Wednesday, April 18, 2018

Creating a lightweight Java microservice

In my recent post Creating a recommender microservice in Java 9, I lamented that if you build your Java app using Maven, it will include the entirety of all of the projects that your app uses—typically hundreds of Jars—making your microservice upwards of a Gb in size—not very “micro”. To solve that problem, one needs a tool that scans the code and removes the unused parts. There actually is a Maven plugin that tries to do that, called shade, but shade does not provide the control that is needed, especially if your app uses reflection somewhere within some library, which most do.

In this article I am going to show how to solve this for Java 8 and earlier. Java 9 and later support Java modules, including for the Java runtime, and that is a very different build process.

To reduce the Jar file footprint, I created a tool that I call jarcon, for Jar Consolidator. Jarcon uses a library known as the Class Dependency Analyzer (CDA), to perform the actual class dependency analysis: my tool merely wraps that functionality in a set of functions that let us call CDA from a command line, assemble just the needed classes, and write them all to a single Jar file, which we can then deploy.
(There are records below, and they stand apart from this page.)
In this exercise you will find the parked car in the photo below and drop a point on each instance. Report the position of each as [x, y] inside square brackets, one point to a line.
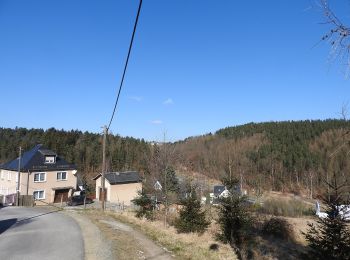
[78, 200]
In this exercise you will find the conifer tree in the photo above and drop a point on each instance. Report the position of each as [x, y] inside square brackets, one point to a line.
[330, 237]
[234, 219]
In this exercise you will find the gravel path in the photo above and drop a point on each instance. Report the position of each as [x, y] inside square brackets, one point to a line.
[95, 245]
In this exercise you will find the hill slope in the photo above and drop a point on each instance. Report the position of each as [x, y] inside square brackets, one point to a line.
[290, 155]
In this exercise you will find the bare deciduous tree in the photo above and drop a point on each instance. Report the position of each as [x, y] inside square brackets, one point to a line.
[338, 36]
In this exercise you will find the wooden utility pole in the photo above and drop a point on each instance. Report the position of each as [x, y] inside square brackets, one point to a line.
[103, 192]
[165, 182]
[19, 174]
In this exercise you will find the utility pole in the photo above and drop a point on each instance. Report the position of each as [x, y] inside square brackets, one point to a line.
[19, 174]
[165, 182]
[103, 192]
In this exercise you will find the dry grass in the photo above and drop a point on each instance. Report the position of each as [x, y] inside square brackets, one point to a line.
[183, 246]
[123, 245]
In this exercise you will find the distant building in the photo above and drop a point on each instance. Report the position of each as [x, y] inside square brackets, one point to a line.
[219, 191]
[121, 187]
[43, 174]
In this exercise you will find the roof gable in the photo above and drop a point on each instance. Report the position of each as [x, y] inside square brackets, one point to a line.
[34, 160]
[121, 177]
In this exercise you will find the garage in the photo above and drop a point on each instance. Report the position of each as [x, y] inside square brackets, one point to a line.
[61, 195]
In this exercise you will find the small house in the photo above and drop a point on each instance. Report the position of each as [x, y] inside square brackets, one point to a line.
[120, 187]
[43, 174]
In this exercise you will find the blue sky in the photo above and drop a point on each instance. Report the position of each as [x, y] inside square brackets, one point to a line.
[196, 66]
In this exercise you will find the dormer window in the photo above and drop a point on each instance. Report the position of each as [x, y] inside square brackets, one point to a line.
[50, 159]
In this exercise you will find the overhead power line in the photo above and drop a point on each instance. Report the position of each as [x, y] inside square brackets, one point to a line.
[126, 65]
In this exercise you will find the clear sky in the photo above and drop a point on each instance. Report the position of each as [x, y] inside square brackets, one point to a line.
[196, 66]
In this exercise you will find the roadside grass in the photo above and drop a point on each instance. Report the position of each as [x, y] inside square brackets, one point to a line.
[285, 208]
[123, 245]
[182, 246]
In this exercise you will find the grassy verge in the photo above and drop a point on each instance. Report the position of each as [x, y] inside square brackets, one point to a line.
[182, 246]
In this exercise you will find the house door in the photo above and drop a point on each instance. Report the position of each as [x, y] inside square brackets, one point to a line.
[61, 195]
[101, 194]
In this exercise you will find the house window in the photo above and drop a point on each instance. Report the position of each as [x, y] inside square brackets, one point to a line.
[39, 194]
[40, 177]
[49, 159]
[62, 176]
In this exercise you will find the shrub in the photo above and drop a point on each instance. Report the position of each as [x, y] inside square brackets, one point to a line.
[145, 206]
[279, 228]
[192, 218]
[289, 208]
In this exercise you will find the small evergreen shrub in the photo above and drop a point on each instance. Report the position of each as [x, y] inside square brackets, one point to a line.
[145, 206]
[290, 208]
[279, 228]
[192, 218]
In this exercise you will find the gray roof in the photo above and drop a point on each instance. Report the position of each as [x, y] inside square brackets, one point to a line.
[121, 177]
[34, 160]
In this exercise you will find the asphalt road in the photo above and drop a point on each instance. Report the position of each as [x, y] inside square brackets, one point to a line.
[39, 233]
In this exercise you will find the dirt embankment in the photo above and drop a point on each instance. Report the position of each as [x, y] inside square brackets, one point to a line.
[106, 238]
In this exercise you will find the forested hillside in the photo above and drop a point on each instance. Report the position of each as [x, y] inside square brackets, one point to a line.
[284, 156]
[83, 149]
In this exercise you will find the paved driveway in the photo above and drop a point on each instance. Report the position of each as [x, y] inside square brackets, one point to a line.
[39, 233]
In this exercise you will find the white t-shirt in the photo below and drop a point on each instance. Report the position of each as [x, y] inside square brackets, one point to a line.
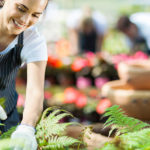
[142, 21]
[98, 19]
[34, 48]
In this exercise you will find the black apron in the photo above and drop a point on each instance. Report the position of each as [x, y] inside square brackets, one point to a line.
[10, 63]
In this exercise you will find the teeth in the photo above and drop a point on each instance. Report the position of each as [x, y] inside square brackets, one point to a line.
[19, 25]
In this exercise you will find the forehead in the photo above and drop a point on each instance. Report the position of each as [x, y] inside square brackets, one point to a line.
[33, 4]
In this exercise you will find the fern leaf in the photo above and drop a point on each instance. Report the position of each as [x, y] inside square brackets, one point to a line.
[60, 142]
[121, 121]
[7, 134]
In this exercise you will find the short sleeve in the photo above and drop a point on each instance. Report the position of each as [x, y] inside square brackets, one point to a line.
[35, 48]
[74, 19]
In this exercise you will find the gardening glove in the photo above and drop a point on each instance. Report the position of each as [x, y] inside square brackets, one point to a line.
[3, 115]
[26, 135]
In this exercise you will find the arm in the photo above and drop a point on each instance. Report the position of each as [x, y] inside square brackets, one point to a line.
[34, 92]
[73, 36]
[99, 42]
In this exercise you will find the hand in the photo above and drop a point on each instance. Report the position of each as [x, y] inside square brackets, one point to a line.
[26, 134]
[3, 115]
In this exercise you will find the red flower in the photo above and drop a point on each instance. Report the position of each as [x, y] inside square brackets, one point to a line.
[81, 101]
[20, 101]
[103, 105]
[47, 95]
[70, 95]
[79, 64]
[54, 62]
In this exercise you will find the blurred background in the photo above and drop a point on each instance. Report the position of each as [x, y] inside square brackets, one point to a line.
[98, 52]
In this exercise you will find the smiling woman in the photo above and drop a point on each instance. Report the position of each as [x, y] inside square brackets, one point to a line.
[20, 43]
Note that while Maven is the standard build tool for Java apps, I always wrap my Maven calls in a makefile. I do that because when creating a microservice, I need to call command like tools such as Docker, Compose, Kubernetes, and many other things, and make is the most general purpose tool on Unix/Linux systems. It is also language agnostic, and many of my projects are multi-language, especially when I use machine learning components.
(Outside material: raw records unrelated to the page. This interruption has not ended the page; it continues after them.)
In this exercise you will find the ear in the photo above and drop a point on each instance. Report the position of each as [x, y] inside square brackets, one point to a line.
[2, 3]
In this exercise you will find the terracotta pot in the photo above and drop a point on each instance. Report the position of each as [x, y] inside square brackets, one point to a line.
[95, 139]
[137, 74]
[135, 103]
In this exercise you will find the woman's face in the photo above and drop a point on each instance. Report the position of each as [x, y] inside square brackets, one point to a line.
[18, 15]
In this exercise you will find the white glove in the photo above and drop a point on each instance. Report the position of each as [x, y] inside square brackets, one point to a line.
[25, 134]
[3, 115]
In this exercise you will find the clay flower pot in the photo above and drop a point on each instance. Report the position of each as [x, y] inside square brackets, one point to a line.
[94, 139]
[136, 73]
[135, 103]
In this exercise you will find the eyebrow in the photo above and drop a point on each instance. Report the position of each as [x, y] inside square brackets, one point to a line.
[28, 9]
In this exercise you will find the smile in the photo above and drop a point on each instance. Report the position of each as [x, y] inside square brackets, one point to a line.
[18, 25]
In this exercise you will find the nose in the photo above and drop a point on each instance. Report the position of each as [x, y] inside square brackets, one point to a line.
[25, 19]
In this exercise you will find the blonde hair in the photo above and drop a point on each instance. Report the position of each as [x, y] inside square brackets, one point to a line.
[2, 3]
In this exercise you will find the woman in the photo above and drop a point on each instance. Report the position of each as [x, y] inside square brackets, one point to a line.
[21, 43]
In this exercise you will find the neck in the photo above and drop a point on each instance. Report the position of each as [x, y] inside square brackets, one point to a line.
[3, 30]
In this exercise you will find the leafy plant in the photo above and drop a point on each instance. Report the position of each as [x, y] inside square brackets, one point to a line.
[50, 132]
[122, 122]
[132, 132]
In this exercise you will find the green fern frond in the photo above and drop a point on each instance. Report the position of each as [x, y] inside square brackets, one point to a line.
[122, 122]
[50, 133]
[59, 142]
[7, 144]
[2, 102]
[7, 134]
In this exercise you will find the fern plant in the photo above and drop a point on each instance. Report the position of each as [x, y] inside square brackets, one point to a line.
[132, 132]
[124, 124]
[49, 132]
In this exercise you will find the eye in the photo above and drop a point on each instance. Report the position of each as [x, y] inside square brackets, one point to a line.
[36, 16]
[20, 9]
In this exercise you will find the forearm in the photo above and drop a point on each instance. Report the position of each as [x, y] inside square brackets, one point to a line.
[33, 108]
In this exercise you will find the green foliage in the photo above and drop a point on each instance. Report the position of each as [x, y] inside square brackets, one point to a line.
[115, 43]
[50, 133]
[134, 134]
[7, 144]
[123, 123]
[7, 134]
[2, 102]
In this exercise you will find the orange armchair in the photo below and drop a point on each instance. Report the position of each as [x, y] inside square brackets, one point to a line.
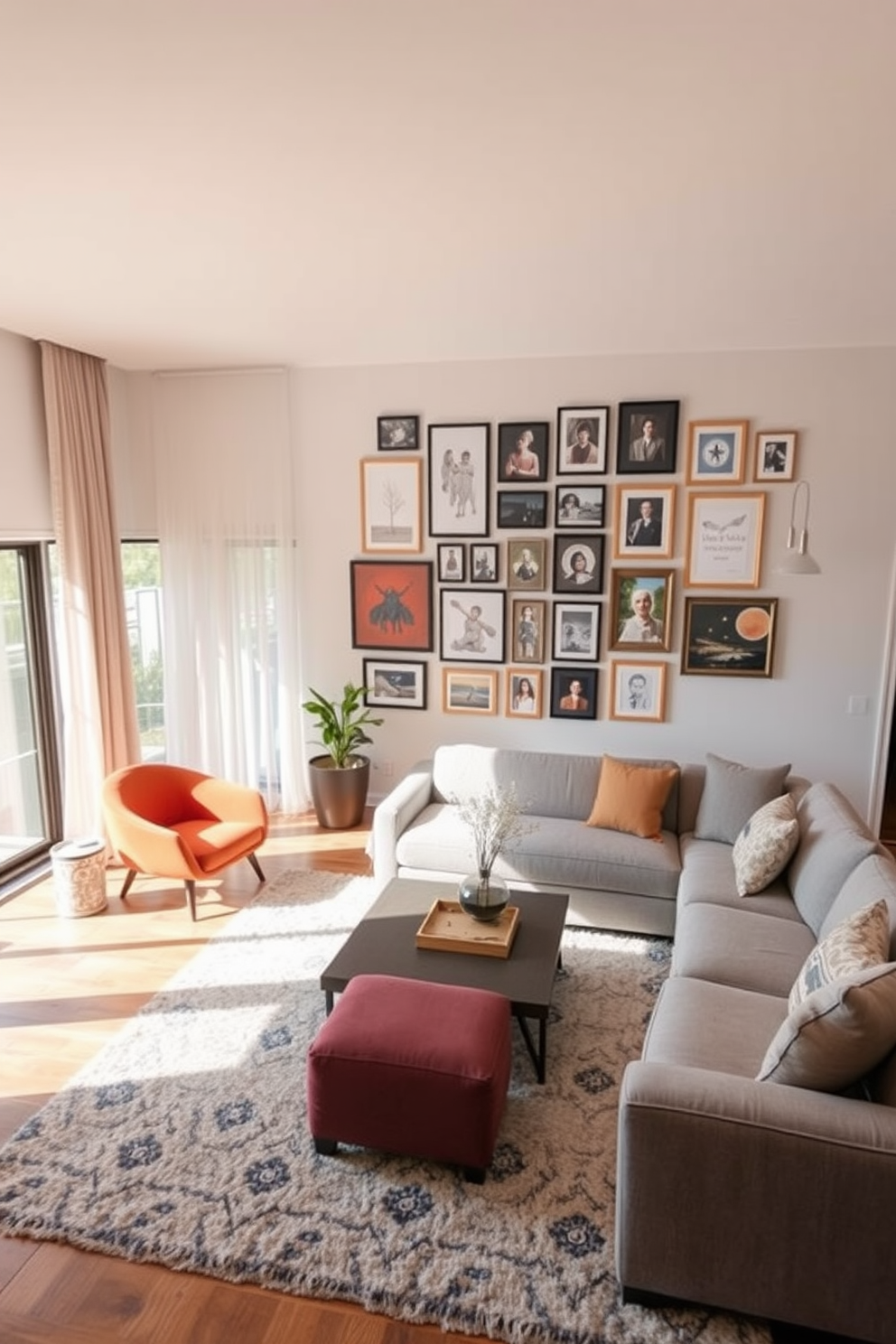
[176, 823]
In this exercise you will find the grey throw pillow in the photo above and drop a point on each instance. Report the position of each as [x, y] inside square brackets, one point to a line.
[731, 793]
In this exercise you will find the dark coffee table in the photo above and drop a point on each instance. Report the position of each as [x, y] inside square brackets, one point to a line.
[383, 944]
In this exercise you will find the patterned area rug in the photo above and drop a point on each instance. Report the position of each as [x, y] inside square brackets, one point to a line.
[184, 1143]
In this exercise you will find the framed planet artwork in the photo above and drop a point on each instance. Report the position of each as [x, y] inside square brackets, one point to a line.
[728, 638]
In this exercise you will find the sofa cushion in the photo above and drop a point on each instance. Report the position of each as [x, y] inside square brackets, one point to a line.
[731, 795]
[630, 798]
[833, 840]
[835, 1035]
[860, 941]
[766, 845]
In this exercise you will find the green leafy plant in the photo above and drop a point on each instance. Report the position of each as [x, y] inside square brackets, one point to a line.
[342, 723]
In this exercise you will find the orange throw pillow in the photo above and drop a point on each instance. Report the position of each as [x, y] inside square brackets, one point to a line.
[631, 798]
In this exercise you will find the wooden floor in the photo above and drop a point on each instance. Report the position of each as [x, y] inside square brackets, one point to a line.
[68, 986]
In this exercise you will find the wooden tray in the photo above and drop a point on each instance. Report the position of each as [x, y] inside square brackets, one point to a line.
[450, 929]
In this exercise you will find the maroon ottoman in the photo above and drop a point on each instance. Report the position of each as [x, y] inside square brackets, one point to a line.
[411, 1068]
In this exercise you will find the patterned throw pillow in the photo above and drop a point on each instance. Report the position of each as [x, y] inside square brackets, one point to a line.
[859, 942]
[766, 845]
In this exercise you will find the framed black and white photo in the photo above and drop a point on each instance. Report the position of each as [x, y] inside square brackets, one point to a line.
[582, 440]
[458, 462]
[395, 686]
[648, 438]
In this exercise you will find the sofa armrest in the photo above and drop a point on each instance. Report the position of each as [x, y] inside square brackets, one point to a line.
[394, 815]
[755, 1198]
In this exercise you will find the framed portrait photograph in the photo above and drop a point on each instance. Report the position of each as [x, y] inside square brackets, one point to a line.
[452, 562]
[523, 452]
[458, 462]
[393, 605]
[523, 509]
[582, 440]
[576, 630]
[395, 686]
[471, 625]
[574, 693]
[775, 454]
[648, 438]
[469, 691]
[724, 539]
[484, 562]
[391, 504]
[728, 639]
[395, 433]
[644, 520]
[527, 630]
[579, 506]
[527, 562]
[523, 694]
[641, 609]
[716, 452]
[639, 691]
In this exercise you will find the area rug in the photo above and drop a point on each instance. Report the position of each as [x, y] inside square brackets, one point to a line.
[184, 1143]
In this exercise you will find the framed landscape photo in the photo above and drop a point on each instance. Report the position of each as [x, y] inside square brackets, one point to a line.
[639, 691]
[471, 625]
[395, 433]
[775, 454]
[716, 452]
[469, 691]
[523, 452]
[582, 440]
[641, 609]
[393, 605]
[458, 462]
[395, 686]
[724, 539]
[728, 638]
[642, 525]
[647, 438]
[391, 504]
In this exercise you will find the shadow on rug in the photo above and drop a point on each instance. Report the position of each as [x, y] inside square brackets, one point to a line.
[185, 1143]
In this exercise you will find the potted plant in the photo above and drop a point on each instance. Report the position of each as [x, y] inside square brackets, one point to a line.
[341, 777]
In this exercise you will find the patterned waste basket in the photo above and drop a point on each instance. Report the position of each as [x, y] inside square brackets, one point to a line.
[79, 876]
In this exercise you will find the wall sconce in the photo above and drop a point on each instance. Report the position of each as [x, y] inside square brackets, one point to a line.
[797, 559]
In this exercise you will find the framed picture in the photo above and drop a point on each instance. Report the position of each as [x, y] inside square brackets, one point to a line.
[639, 691]
[527, 562]
[642, 525]
[471, 625]
[523, 509]
[578, 564]
[641, 609]
[523, 452]
[452, 562]
[728, 639]
[775, 454]
[391, 504]
[724, 539]
[395, 686]
[458, 460]
[395, 433]
[582, 440]
[469, 691]
[527, 630]
[393, 605]
[648, 438]
[576, 630]
[574, 693]
[484, 562]
[523, 694]
[579, 506]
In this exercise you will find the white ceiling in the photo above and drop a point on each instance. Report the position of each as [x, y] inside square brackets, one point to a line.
[195, 183]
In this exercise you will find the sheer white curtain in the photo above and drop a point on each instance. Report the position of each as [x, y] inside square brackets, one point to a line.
[222, 448]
To call jarcon to consolidate your Jar files, this is the basic syntax:
java -cp tools-classpath \
    com.cliffberg.jarcon.JarConsolidator \
    your-app-classpath \
    output-jar-name \
    jar-manifest-version \
    jar-manifest-name


Here is a sample makefile snippet that calls jarcon to consolidate all of my projectʼs Jar files into a single Jar file, containing only the classes that are actually used:

consolidate:
    java -cp $(JARCON_ROOT):$(CDA_ROOT)/lib/* \

        com.cliffberg.jarcon.JarConsolidator \
        --verbose \
        "$(IMAGEBUILDDIR)/$(APP_JAR_NAME):$(IMAGEBUILDDIR)/jars/*" \
        scaledmarkets.recommenders.mahout.UserSimilarityRecommender \
        $(ALL_JARS_NAME) \
        "1.0.0" "Cliff Berg"


The above example produces a 6.5Mb Jar file containing 3837 classes. This is in contrast to the 97.7Mb collection of 114 Jar files that would be included in the container image if jarcon were not used.
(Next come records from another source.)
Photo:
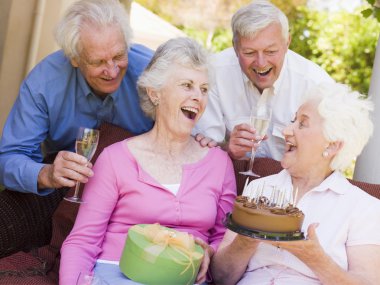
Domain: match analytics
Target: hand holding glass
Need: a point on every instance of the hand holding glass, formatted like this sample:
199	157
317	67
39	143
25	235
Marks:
260	118
85	145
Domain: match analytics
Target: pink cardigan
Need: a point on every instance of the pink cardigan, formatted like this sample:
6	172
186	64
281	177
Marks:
121	194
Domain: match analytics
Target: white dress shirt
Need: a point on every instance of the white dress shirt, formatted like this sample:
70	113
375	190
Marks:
232	95
347	216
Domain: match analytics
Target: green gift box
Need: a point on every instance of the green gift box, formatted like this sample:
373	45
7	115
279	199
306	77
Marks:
154	254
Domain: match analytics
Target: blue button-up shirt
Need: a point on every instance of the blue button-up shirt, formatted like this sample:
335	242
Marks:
53	102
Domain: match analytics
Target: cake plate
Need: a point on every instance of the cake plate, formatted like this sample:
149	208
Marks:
288	236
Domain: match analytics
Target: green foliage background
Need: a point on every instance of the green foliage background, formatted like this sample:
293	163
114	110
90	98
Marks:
343	43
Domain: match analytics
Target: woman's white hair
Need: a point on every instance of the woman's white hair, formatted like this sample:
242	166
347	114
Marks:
346	119
179	51
254	17
94	13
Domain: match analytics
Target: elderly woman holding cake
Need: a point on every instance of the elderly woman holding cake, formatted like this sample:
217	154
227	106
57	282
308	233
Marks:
163	176
341	224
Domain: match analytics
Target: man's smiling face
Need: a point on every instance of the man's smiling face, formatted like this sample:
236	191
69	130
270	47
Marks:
261	57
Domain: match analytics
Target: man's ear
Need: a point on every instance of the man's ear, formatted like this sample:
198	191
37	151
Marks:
74	62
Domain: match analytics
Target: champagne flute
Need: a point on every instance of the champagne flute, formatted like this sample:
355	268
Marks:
260	118
86	144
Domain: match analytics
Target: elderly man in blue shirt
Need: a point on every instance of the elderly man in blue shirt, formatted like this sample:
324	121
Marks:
91	80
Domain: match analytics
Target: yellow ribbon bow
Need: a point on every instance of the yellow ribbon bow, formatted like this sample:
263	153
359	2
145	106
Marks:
162	237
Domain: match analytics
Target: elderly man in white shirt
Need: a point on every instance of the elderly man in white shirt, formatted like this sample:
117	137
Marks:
259	69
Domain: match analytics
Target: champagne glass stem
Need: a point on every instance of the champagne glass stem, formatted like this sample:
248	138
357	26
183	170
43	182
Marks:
76	192
252	159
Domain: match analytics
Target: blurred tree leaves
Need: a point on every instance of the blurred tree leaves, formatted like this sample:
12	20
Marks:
343	43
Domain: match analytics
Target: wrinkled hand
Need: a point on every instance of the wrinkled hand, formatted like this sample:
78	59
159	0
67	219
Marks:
67	168
306	250
242	139
205	141
208	253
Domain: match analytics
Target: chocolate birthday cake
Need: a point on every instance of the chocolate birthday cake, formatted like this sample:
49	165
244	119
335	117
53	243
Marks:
261	214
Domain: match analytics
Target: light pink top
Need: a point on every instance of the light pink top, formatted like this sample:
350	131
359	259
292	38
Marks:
347	216
121	194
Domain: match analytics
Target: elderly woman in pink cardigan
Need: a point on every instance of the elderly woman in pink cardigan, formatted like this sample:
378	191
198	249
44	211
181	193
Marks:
163	176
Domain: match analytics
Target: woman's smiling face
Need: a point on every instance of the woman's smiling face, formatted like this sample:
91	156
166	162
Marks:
305	141
183	98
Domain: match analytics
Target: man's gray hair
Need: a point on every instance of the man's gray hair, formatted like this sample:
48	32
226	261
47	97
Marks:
346	118
184	52
252	18
97	13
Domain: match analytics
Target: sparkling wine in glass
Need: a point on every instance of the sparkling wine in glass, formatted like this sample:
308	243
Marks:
85	145
260	119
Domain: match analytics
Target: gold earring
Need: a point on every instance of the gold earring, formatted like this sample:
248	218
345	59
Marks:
155	102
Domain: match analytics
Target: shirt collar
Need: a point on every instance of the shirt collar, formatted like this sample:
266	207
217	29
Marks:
82	83
335	182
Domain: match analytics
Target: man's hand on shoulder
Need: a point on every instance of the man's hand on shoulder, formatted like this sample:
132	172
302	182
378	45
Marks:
67	168
242	139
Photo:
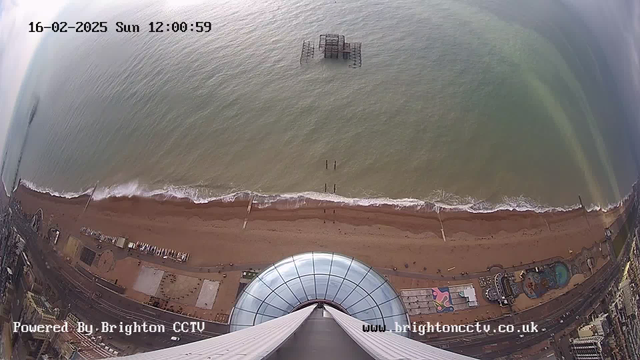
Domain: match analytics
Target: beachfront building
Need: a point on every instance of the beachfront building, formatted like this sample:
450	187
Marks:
588	348
313	306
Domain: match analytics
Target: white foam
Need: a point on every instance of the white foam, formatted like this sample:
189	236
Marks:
437	201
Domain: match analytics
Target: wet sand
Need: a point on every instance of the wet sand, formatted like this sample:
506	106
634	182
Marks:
382	236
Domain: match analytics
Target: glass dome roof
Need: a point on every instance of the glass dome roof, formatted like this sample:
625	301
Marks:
341	281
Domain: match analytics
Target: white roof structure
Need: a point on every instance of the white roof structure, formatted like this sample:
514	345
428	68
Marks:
341	281
269	340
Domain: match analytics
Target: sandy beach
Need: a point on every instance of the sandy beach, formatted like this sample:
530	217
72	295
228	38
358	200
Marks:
384	237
The components of the microservice container image are,
  1. Our application Jars, and the Jars used by our application.
  2. Java runtime.
  3. Base OS.
In the example above, we have compressed #1 from 97.7Mb down to 6.5Mb, but the Java runtime still consumes many tens of Mb. The OS can vary a great deal: if we use, say, Centos, we are talking about 300Mb just for the OS. If instead we use Alpine Linux, then #3 is only about 20Mb. That leaves the Java runtime. To solve that we need the Java module system, which requires Java 9 or later. Java 9 also requires some different considerations for Maven. I will leave that for a future article.